Vor diesem Hintergrund muß den Aktivitäten und Angriffen
jener Kreise mit Vorsicht begegnet werden, die den politischen Prozeß
zu behindern versuchen, der dem legitimen Kampf unseres Volkes in Person
unseres Parteivorsitzenden gegenüber erbracht wird. Die Lage, in welche
Europa gegenüber der häßlichen Politik gekommen ist, welche
türkische Stellen vom Staatspräsidenten bis hin zu den Presseorganen
verfolgen, verdient Beachtung und gibt Anlaß zu Bedenken.
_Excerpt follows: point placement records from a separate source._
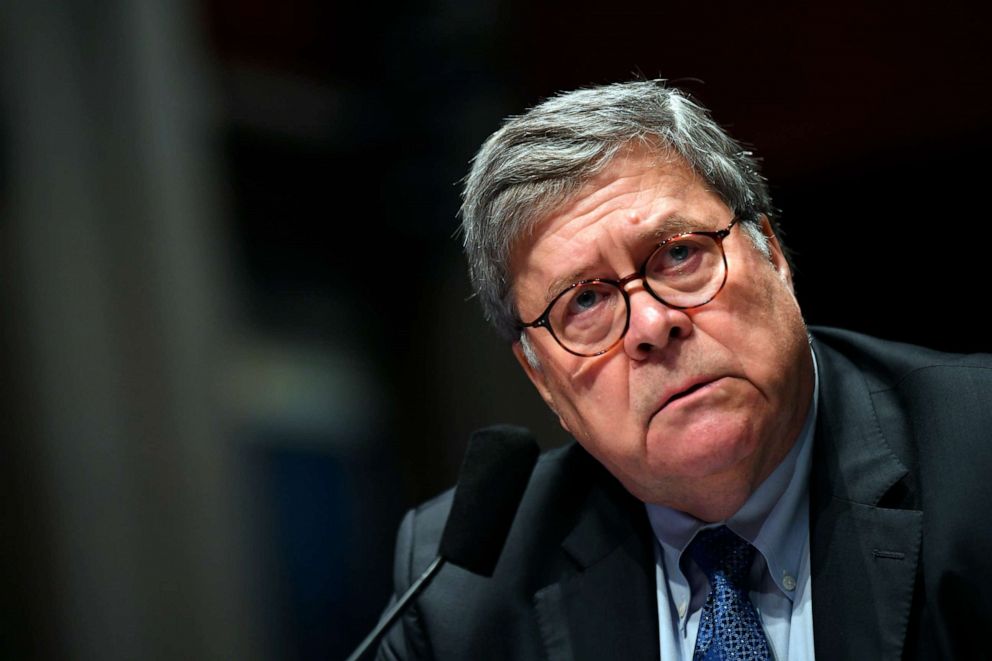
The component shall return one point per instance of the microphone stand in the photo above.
(393, 614)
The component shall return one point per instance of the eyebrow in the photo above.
(670, 227)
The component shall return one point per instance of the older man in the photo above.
(740, 488)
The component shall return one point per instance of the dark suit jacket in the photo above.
(900, 532)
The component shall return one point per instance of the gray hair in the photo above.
(537, 160)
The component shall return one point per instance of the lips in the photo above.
(694, 386)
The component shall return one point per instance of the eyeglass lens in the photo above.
(684, 272)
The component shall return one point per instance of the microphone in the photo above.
(491, 483)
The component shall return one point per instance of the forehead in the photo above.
(640, 198)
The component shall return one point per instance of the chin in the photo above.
(703, 451)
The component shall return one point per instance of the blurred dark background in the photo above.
(235, 331)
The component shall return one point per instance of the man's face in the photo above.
(694, 408)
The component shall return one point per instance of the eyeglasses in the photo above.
(591, 317)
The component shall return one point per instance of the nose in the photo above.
(653, 325)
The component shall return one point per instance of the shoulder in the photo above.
(550, 494)
(886, 364)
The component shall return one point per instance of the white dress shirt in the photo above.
(775, 520)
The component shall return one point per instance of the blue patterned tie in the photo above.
(729, 627)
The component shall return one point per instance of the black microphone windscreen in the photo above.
(494, 474)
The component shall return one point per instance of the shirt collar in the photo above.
(774, 519)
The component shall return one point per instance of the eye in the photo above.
(677, 258)
(678, 253)
(586, 300)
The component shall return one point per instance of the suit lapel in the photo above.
(605, 604)
(863, 557)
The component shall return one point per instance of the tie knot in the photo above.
(721, 550)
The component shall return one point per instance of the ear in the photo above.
(777, 255)
(539, 380)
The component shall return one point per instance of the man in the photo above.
(740, 488)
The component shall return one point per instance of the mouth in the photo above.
(686, 392)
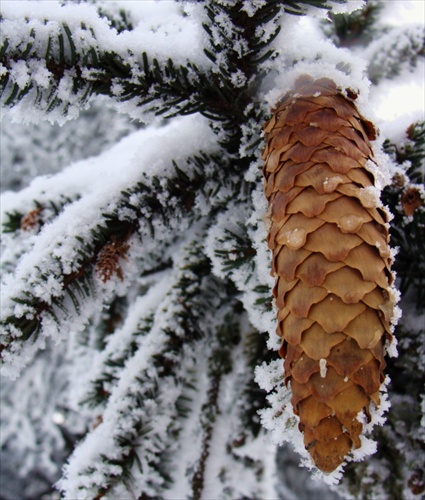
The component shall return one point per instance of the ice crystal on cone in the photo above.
(329, 238)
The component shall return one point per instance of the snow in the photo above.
(166, 29)
(54, 250)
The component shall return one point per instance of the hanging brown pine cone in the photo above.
(331, 259)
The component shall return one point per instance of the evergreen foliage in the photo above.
(136, 301)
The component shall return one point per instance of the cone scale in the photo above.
(331, 259)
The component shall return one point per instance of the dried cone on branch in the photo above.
(332, 264)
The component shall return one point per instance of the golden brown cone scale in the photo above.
(332, 264)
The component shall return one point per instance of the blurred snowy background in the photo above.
(28, 151)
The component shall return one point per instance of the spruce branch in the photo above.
(174, 337)
(60, 289)
(397, 51)
(358, 28)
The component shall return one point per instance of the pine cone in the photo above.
(331, 260)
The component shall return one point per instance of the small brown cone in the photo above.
(332, 264)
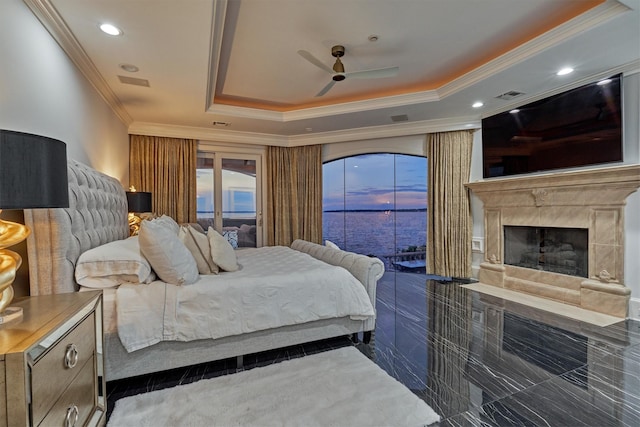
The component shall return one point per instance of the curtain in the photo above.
(166, 167)
(294, 196)
(449, 230)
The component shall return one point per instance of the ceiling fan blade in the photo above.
(373, 74)
(326, 88)
(315, 61)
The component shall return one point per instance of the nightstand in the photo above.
(51, 362)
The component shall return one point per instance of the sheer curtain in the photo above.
(166, 167)
(450, 225)
(294, 197)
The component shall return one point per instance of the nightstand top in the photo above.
(41, 315)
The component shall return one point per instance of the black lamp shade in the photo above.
(33, 171)
(139, 201)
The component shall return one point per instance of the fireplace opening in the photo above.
(553, 249)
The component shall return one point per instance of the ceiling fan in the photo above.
(338, 73)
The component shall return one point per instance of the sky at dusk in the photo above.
(375, 181)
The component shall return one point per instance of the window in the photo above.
(228, 195)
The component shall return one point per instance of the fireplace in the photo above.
(559, 236)
(554, 249)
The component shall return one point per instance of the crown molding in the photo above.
(220, 135)
(586, 21)
(250, 138)
(55, 25)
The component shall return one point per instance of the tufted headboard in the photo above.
(97, 214)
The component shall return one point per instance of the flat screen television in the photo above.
(579, 127)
Europa
muß hinsichtlich der Angriffe auf den PKK-Vorsitzenden Abdullah Öcalan
und der Bemühungen, ihn zu individualisieren, eine sensiblere Haltung
einnehmen und darf nicht für die Interessen der Türkei instrumentalisiert
werden.
In diesem Sinne rufen wir die Vereinten Nationen und die Europäische
Union, den Europarat, das Europäische Parlament, die OSZE und die
Westeuropäische Union dazu auf, Antworten auf die Friedensvorschläge,
die unsere Parteiführung vorgebracht und den Dialog, den sie begonnen
hat, zu erbringen und rufen alle demokratischen Kreise zur Anteilnahme
auf.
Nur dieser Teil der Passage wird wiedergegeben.